こういった技術的、倫理的な問題が解決したとしても、「なぜまだ自動運転の未来が実現されないのか?」という質問に答えるのに、大きい問題とされるのは国際条約と保険制度だ。1949年にジュネーブで作成された道路交通に関する条約では、「車両又は連結車両には、それぞれ運転者がいなければならない」という大前提がある。自動運転のコンセプトカーでは、運転席がなくラウンジのような席になっているクルマがあるが、現状では、「運転席に人がいない」ということがそもそも許されていない。

また、保険制度については、自動運転カーの起こした事故は誰の原因で、誰が保険金を支払うのか?という点を解決する必要がある。

自動運転の技術はありながらも、法整備も整っていないので、仮に技術が完成したとしても日本の車道を走ることが許されていないから、自動運転の未来が実現されていないというのが大方の見方だ。

しかし、これらの諸問題は議論によって解決がつくものだ。

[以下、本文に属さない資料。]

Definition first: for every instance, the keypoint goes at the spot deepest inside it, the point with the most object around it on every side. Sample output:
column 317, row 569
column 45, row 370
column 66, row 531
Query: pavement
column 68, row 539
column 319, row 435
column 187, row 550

例えば、飛行機は離着陸以外はほとんど自動運転だが、そのことについて問題視する人はほとんどいない。飛行機は急な飛び出しなどがほぼあり得ないというなら、新幹線も自動運転の技術が進んでいることを考えればよい。これらは、初めから技術の進歩を受け入れる素養があり、事故が起きた場合の対応・対策についても人が決めたルールにのっとって対応しているのだから、クルマの自動運転も実現できるはずだ。

2020年の東京オリンピックに向けて、クルマの自動運転に期待がかかる。